Caecilius to John Frobisher to the Doctor: Why it doesn’t matter
Do Capaldi’s past appearances in Doctor Who & Torchwood matter? Guest contributor Tom Gluck investigates.
So now that we have the announcement, “Peter Capaldi is the Twelfth Doctor!” we have the usual vapid complaints against him (usually fuelled by the fact he isn’t actually the current actor, whom some fans would just like to stay on forever), but this time, some are having a bigger non-superficial problem. Peter Capaldi has been two different characters in the Whoniverse already: civil servant John Frobisher from Torchwood’s third season, and Caecilius, the Roman sculptor who the Tenth Doctor met in the fourth series episode The Fires of Pompeii. Neither of these characters were bit parts like Karen Gillan’s former appearance as a Soothsayer in the same episode, before she was ever Amy Pond. And both were also larger than Freema Agyeman’s role in the season two episode Army of Ghosts as Adeola. Plus the fact that this is a Doctor’s casting rather than a companion’s makes the supposed problem much higher profile than those previous casting choices.

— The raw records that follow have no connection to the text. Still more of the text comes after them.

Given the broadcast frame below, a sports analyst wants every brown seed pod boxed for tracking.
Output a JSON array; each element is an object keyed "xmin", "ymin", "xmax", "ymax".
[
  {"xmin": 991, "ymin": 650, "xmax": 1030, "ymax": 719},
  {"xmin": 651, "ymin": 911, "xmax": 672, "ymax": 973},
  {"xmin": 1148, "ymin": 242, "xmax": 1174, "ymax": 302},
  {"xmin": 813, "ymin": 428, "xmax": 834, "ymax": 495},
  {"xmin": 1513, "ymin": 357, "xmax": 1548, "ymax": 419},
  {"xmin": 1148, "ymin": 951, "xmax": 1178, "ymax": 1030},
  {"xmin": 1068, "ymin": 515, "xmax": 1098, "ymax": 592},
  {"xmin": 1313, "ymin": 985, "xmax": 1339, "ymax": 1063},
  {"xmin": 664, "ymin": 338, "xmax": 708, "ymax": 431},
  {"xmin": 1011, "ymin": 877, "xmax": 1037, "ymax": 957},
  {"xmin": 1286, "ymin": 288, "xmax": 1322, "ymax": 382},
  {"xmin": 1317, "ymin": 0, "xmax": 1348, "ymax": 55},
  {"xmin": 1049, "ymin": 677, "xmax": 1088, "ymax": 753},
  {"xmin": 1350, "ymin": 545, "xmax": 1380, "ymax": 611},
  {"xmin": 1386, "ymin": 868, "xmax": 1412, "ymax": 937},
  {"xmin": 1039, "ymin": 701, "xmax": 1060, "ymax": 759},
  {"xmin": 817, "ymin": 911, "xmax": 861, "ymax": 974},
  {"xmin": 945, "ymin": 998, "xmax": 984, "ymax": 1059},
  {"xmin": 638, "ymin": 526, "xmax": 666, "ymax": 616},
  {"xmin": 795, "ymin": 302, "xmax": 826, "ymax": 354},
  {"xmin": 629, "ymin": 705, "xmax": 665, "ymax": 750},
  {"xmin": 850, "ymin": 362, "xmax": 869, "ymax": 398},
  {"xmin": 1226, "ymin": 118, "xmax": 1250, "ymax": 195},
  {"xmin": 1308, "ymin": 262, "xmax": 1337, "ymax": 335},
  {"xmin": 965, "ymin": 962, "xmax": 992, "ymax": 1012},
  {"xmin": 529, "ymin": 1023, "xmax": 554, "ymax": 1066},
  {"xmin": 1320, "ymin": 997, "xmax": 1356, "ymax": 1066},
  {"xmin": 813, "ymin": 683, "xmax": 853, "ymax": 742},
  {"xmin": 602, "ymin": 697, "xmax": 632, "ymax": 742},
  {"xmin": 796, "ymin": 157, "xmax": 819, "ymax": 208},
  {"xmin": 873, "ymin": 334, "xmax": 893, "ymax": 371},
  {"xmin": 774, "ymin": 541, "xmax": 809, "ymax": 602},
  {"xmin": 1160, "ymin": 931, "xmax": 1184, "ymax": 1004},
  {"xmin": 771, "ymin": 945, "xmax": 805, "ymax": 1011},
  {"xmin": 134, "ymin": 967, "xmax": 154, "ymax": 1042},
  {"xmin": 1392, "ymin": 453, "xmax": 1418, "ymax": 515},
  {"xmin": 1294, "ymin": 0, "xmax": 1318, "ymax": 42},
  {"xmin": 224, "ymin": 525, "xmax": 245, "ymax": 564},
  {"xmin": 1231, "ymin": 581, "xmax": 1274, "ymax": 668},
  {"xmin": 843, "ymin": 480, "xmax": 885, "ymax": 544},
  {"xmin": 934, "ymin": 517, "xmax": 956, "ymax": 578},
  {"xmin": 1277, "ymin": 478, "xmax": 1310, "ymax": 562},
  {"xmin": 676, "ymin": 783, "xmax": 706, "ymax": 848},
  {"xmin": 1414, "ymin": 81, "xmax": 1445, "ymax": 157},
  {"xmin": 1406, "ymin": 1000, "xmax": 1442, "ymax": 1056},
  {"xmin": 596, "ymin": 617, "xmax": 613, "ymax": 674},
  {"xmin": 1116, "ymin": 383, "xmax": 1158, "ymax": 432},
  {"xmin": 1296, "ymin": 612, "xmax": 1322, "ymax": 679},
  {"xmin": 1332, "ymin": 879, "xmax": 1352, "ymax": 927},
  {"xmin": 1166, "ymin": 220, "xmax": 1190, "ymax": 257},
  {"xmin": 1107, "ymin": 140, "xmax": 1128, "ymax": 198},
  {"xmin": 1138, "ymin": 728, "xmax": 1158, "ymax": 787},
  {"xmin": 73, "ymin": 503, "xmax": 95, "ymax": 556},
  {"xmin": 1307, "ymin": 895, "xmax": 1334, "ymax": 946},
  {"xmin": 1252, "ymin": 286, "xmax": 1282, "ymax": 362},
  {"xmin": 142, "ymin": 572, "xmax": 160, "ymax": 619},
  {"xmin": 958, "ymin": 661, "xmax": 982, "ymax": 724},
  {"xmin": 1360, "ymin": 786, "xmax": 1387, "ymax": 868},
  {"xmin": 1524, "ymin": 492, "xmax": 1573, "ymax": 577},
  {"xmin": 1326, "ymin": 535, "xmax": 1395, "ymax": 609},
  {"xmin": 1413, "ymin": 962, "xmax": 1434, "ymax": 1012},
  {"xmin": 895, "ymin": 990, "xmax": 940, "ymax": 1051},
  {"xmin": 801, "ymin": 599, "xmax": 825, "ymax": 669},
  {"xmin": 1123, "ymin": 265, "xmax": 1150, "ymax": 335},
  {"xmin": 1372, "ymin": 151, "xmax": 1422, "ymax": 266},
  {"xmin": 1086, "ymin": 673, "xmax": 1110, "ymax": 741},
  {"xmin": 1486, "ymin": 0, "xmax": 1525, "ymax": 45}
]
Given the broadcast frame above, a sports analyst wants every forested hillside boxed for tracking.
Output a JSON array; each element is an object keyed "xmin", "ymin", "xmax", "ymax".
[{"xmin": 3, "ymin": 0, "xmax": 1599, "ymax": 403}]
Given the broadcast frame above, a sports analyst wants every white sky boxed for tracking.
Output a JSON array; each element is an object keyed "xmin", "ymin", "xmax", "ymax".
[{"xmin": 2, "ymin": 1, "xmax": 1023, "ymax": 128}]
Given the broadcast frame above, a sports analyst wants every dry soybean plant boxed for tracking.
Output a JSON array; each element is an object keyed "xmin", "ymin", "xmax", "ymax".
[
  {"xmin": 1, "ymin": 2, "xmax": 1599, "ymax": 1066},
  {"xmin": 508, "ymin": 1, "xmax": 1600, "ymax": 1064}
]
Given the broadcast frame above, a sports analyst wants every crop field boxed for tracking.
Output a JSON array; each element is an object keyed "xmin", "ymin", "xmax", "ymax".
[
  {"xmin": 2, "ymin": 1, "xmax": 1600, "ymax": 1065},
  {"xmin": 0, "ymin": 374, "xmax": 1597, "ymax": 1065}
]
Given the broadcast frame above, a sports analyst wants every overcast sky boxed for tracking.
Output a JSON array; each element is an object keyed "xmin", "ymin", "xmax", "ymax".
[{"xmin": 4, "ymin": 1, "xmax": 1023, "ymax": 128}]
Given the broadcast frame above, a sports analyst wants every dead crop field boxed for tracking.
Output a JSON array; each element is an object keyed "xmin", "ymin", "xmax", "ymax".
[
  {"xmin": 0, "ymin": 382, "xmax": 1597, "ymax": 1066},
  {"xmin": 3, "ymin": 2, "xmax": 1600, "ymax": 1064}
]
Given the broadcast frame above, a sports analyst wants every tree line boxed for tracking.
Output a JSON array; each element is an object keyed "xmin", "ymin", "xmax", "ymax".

So why is this a problem? Well many viewers have issues accepting that two characters in the same fictional universe could look exactly the same. They feel it messes with established continuity, and has to be “fixed” or somehow referenced by characters within the show that explains the identical appearance of the two characters. Some are already saying that the Twelfth Doctor first reaction when he looks in a mirror is that “Hey, I look like that one guy I met in Pompeii that time”, or even “Hey, I look like that one guy I never met, but Captain Jack could have told me about in some off-screen adventure!”.
My issue with those complaints is that there is really no such thing as a single defined canon or continuity for Doctor Who. It has an ever changing creative team, and with nobody interested in the Doctor Who universe’s canon between the creative team and the property’s owner, the BBC as a whole, the canon can’t be defined by any higher body. In-universe this can be explained as a result of the show’s main nature being time travel. With the Doctor whizzing about space and time, he’s always screwing with the time-line some way or another, and as they showed with the Gwyneth/Gwen Cooper similarities in The Stolen Earth, this can explain away any identical characters.
That said, the casting of previously used actors in Doctor Who isn’t a problem now and has never been. Nicholas Courtney, before he played the fan favourite Brigadier starting in 1968, had been in Doctor Who before, as Space Security Agent Bret Vyon in the 1968 story The Dalek’s Master Plan. The Time Lady Romana’s second incarnation’s actress Lalla Ward had appeared in the show the episodes before her appearance as Romana, as Princess Astrid of Atrios in The Armaeddon Factor. And in modern Who, we have the aforementioned second casting of Karen Gillan and Freema Agyeman.
But you can say that these are all companions, and are less important characters than the titular Doctor himself. To that I say Commander Maxil and the Sixth Doctor. The Time Lord Commander Maxil was not a bit part in the story he appeared in Arc of Infinity (1983), his appearance being about as large as Caecilius’ in Pompeii, Maxil even got to shoot the Doctor. And he was played by Colin Baker, who went on to become the Sixth Doctor a year later, much less time than Capaldi’s last appearance on Doctor Who (five years).
So, if anyone had any real issues with the Doctor looking the same as a former acquaintance from ancient Pompeii or a fairly prominent civil servant during the 456 incident, I have hopefully acquiesced them. And if you’re the kind of fan (like me) who likes an in-universe explanation anyway, how about this for an explanation until Moffat makes one up (which he might): The Doctor’s regeneration has him take on a new form from his subconscious. He saw Caecilius in Pompeii, remembering that face. But after at least 205 years as the Tenth and Eleventh Doctors go buy, the memory of that face fell into the backlog of his mind, forgetting who it belonged to. The Doctor then regenerated into that face that’s knocking around his mind, but he doesn’t have to remember it belonged to Caecilius. Until I’m refuted, that’s my head-canon, and I suggest you have your own, as the BBC and Steven Moffat won’t confirm one beyond saying the ever-ambiguous “It’s all canon!”.